Now would you look at that; you can now talk non-stop on a smartphone for a good 12 hours. It’s an impressive feat for a technology that’s usually known for switching off prematurely. But is it good enough?
Our lab testers have been busy looking at smartphone battery life, and Samsung’s Galaxy S3 has taken the crown for stamina when it comes to making calls on 3G.
With a longevity that would make even my old brick mobile phone shake in its well-worn boots, the Samsung Galaxy S3 kept going for 726 minutes. It only just pipped the also recently released HTC One X to pole position, which kept it up for 635 minutes before passing out. And both beat the iPhone 4S, which huffed and puffed in at 467 minutes.
Battery life on call, on apps and on the internet
I’d love say how impressed I am, but am I really? I’ve moaned about smartphone battery life before and although my HTC Incredible S wouldn’t be able to keep up with the iPhone, I’m still not convinced that I’d be shouting about the stamina of my new Samsung Galaxy S3. More often than not I bet I’d be plugging it in once a night.
Why? Because, unlike my chatty mum, I’m rarely a caller. It’s rare I’ll get on the blower to chat to someone over the phone. And it’s not because I’m afraid of my HTC dying, it’s because I use my smartphone for texting, apps and web browsing. It’s the latter two that zap my battery life.
This is where my previous moan about smartphone battery life on Which? Conversation falls down. I had championed the week-long battery life of my Nokia, but that phone didn’t have apps or let me browse the net. It’s something commenter Rene called me out on at the time:
‘Stop moaning, if you want your battery to last for a week, switch off all the cool features that were unavailable years ago. Do not surf the internet, don’t listen to music, do not read books, no trawling through the apps store or iTunes. Talk and text, that’s it. Your battery will last.’

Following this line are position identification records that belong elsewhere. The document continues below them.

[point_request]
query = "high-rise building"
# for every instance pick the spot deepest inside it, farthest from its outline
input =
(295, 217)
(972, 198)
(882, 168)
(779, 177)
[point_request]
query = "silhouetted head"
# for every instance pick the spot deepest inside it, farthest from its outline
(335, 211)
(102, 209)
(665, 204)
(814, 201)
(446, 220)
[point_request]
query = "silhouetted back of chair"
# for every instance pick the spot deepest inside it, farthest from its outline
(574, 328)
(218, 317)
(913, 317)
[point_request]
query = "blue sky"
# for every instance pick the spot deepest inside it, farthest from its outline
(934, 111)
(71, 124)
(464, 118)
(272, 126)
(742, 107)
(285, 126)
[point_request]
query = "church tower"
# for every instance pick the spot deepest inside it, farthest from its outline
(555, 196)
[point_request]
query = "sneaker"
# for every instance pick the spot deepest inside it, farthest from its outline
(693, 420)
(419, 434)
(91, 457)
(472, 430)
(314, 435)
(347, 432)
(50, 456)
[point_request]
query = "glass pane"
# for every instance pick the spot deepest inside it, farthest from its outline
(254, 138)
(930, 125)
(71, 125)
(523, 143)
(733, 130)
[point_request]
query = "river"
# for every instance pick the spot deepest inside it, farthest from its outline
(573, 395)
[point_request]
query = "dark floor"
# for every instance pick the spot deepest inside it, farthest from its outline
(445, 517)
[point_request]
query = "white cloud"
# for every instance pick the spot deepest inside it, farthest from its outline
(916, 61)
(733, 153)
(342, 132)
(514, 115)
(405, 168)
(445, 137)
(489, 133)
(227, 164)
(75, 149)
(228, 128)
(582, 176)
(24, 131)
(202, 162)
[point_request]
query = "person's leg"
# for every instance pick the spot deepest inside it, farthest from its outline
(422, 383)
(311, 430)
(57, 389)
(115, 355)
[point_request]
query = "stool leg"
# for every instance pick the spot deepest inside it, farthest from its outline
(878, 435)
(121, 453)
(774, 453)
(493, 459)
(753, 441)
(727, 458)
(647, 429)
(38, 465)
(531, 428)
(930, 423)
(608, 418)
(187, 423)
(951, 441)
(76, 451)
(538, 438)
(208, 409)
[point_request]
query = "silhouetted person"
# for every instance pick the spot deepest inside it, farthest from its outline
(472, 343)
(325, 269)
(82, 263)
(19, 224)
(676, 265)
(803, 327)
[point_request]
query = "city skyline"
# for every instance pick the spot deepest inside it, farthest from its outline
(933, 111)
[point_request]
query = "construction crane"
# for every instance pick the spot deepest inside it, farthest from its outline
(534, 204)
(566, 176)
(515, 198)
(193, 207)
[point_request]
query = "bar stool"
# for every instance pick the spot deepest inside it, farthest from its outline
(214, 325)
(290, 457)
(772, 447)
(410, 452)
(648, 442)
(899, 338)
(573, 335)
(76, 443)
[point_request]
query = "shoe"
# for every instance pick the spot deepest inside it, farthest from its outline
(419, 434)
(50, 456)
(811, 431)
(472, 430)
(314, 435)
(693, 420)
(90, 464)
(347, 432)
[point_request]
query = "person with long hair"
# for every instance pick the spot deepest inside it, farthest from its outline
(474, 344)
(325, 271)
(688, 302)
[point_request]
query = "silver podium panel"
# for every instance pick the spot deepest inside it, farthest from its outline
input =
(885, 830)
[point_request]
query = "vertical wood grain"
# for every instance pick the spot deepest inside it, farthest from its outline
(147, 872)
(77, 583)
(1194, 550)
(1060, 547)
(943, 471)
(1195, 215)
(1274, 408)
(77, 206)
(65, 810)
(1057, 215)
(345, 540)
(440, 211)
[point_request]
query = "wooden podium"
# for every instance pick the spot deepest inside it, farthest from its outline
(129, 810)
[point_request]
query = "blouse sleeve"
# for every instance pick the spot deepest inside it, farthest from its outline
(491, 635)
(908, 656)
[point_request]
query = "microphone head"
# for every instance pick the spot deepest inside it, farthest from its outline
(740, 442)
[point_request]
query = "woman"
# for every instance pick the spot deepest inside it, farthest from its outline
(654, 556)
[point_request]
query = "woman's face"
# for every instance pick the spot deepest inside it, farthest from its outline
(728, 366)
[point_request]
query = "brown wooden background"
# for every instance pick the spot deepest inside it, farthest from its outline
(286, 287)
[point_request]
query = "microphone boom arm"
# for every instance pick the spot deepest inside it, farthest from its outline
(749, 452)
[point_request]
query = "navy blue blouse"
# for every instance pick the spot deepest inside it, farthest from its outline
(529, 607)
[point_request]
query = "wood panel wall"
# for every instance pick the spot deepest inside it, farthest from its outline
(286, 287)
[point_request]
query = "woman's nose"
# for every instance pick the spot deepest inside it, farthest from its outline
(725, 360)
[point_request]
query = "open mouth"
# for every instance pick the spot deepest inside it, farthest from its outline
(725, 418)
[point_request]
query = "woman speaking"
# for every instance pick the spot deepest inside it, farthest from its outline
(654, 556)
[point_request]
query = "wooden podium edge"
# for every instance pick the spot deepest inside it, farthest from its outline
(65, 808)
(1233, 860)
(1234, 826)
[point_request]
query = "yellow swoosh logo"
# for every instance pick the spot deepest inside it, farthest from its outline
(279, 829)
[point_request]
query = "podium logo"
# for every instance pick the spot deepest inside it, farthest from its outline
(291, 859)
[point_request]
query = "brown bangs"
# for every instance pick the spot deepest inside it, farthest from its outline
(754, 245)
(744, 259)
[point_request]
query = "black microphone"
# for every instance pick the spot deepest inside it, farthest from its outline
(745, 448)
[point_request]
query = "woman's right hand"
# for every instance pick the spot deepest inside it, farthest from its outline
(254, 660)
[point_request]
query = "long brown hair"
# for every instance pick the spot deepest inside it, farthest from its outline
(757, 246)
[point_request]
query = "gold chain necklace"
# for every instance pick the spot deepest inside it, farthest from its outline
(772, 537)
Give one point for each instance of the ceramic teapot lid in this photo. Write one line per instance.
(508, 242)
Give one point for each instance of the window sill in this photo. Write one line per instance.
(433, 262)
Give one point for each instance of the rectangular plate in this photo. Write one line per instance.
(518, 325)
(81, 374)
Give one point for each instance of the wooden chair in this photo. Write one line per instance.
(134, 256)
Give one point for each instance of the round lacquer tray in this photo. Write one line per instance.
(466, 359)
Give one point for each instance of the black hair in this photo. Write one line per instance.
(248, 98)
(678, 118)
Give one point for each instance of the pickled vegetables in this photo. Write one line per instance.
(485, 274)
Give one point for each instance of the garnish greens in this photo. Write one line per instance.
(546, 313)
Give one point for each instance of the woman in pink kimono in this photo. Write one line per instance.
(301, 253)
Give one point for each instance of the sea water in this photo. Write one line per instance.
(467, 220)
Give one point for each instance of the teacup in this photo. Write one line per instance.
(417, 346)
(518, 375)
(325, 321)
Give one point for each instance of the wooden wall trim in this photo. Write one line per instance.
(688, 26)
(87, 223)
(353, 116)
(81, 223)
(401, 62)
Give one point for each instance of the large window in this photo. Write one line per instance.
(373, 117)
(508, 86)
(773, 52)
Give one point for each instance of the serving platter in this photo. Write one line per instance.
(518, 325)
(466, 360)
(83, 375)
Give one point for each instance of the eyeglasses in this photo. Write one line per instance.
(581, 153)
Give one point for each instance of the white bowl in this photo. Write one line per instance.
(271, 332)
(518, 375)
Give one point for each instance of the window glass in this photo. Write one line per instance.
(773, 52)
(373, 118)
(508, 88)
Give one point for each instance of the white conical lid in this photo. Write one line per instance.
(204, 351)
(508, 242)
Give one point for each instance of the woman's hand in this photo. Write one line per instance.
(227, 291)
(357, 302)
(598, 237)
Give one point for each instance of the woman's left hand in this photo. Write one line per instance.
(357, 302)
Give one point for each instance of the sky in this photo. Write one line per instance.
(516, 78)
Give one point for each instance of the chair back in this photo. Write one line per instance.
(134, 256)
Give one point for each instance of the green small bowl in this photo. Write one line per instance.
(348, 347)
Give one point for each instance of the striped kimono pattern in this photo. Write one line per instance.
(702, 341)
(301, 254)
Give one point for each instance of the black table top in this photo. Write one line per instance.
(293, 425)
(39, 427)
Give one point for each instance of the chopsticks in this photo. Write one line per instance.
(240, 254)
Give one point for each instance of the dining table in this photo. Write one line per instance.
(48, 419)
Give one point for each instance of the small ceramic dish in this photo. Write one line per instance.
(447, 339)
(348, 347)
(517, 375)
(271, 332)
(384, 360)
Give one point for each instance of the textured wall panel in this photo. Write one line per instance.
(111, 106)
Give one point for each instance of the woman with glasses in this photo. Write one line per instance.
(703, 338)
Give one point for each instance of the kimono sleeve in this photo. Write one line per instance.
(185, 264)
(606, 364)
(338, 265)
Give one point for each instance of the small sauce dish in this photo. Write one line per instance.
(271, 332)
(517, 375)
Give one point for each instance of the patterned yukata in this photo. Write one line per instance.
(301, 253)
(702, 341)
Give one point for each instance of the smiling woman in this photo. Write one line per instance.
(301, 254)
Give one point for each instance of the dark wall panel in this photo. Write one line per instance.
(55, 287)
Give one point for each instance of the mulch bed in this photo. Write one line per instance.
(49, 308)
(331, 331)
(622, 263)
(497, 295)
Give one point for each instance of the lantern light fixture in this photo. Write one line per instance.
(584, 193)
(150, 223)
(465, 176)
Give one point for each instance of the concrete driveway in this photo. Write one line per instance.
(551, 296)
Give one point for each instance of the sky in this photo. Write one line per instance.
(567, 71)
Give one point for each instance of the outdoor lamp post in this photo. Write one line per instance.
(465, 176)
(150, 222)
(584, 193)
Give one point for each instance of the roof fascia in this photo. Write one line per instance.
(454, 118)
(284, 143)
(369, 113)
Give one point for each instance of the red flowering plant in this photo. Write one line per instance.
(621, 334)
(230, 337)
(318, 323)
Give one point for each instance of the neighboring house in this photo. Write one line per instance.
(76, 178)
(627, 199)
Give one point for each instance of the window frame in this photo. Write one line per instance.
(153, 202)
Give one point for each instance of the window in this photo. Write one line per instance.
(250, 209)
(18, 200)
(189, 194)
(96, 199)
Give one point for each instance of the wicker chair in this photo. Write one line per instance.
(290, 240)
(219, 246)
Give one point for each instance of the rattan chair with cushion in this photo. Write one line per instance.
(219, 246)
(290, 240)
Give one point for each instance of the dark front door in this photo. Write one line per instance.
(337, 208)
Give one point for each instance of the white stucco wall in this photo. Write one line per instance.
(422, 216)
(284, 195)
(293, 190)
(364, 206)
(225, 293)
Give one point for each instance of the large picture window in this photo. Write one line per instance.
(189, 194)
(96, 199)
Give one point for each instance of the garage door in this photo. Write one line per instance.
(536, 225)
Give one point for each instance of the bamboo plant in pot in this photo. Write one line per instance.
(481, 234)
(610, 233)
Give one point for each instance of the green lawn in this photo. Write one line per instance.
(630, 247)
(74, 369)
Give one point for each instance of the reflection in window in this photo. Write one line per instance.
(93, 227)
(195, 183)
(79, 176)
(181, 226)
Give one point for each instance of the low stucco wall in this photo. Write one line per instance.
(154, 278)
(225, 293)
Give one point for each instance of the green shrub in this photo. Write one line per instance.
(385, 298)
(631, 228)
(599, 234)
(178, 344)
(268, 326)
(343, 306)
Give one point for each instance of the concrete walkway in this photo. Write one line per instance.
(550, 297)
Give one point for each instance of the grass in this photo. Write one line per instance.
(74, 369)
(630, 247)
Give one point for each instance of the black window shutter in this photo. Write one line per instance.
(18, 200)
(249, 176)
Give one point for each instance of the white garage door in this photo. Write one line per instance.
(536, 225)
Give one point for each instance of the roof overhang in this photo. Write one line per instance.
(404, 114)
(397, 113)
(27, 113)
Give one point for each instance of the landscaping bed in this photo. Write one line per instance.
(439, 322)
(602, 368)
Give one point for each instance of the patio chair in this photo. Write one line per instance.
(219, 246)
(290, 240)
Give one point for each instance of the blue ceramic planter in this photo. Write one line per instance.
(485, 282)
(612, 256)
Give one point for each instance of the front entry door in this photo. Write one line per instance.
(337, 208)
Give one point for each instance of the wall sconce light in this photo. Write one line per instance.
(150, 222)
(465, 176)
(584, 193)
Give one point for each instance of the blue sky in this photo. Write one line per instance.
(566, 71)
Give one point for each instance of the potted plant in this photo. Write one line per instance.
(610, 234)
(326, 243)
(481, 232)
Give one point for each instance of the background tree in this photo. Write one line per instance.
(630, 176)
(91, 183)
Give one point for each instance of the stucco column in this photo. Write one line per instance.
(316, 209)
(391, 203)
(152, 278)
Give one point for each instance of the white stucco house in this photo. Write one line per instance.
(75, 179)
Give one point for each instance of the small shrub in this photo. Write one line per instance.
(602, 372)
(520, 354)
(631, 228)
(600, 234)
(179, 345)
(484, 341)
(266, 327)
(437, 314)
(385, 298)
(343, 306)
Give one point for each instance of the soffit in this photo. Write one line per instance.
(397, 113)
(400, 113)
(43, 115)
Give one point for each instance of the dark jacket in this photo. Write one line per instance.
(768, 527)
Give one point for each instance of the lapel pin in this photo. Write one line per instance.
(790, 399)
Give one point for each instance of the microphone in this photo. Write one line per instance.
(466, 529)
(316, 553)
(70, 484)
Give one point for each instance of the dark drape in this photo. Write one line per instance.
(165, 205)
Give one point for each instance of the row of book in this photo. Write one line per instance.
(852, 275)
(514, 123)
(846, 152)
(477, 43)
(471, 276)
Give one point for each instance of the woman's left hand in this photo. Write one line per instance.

Fair point Rene, you’ve got me there. But isn’t there an option for both? The Samsung Galaxy S3 is so thin, you’d probably find it slipping down the back of your sofa. Why can’t we have something chunkier that packs a beefier battery? It’s what Tony Crackett called for:
‘Why oh why can’t we have a choice between slim phones with limited battery and fatter phones with longer battery life?’
And why not have a smaller screen than the S3’s 4.8-inches. Perhaps it’s my girly hands, but I find it a challenge to hold it comfortably.
Do you want better smartphone battery life?
By now, manufacturers should know battery life is something we care about (89% of you voted that you’re fed up with short battery life in our poll last year), so if they could crack that chestnut and give us something that lasts like a trooper, even if it makes concessions in other areas, they could be on to a winner.
Motoroloa’s Razr Maxx is said to have the going power we’re after, with a reported 21.5 hours of talk time. It’s only just arrived in the UK, so its claims are still to be put to the test in our labs. Until then, Samsung can call someone else about its 12 hours talk time.